A message from SAFN President Janet Chrzan:
I hope you are all getting very excited about the upcoming meeting in New Orleans… I know I am. We’ve had a few messages go out about the SAFN events and sessions, and invite everyone to come to the 2010 Distinguished Speaker talk and SAFN business meeting, which will occur on Friday evening November 19 from 6 pm until 7:30 pm, to be followed immediately by a joint reception with Culture and Agriculture and Anthropology and the Environment.
We are delighted to announce that our Distinguished Speaker for 2010 will be Carole Counihan, Professor of Anthropology at Millersville University in Pennsylvania. This award is long overdue since Dr. Counihan has been a pioneer in the Anthropology of Food and the rise of Food Studies.
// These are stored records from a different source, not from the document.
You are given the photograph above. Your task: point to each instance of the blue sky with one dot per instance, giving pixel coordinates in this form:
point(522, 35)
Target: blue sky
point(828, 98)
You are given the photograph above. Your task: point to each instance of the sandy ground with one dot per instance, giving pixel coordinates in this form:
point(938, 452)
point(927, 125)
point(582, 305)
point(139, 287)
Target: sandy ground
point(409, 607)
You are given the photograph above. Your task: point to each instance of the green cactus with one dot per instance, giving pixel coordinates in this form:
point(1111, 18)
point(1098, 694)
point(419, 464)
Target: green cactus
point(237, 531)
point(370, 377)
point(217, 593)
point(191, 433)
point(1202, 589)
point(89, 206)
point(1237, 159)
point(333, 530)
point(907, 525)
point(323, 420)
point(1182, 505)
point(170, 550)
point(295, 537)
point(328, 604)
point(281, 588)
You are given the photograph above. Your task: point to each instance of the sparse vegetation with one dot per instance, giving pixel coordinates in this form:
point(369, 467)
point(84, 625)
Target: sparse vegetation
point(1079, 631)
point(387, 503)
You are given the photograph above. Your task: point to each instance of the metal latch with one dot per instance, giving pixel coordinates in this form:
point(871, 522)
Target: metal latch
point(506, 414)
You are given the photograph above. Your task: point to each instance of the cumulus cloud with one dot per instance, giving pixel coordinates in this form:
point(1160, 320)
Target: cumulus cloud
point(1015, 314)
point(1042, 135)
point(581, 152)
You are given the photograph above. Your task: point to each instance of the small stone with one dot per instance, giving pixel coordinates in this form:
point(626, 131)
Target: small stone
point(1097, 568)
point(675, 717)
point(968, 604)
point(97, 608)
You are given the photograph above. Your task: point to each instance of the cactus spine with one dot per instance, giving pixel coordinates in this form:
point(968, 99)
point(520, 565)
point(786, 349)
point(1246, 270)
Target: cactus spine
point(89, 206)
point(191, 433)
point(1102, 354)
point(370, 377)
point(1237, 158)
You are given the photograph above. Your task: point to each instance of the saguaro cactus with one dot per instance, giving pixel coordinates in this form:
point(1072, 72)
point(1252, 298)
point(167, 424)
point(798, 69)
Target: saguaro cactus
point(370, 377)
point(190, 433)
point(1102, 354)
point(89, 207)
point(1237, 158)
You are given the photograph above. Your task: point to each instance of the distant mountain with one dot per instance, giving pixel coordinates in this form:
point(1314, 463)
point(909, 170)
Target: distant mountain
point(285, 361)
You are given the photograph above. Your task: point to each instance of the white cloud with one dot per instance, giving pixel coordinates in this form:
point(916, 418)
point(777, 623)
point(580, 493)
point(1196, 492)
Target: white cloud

For over two decades, Dr. Counihan has been active in anthropology, gender, and food studies and has conducted ethnographic research in Sardinia and Florence, as well as in the United States. She is author of Around the Tuscan Table: Food, Family and Gender in Twentieth Century Florence (2004) and The Anthropology of Food and Body: Gender, Meaning and Power (1999). She is editor of Food in the USA: A Reader (2002) and co-editor (with Penny Van Esterik) of the second edition of Food and Culture: A Reader (2007).
At our Business Meeting in New Orleans, Dr. Counihan will deliver a talk entitled Inside/Outside: Food in Anthropology. She has provided this tantalizing abstract:
“This presentation explores diverse issues in food anthropology by playing with the concepts of inside and outside and the moving and melding between them. Food passes in and out of the body; it crosses from private to public and vice versa; it involves ideas inside the head and behaviors out in the world; its practice ranges from contemplation in the office to activism in the streets. Drawing from past ethnographic research on women’s food-centered life histories in Tuscany and Colorado and current research on food activism in Italy, I will suggest some ways the concepts of inside and outside might generate ideas about food, gender, power, and culture.”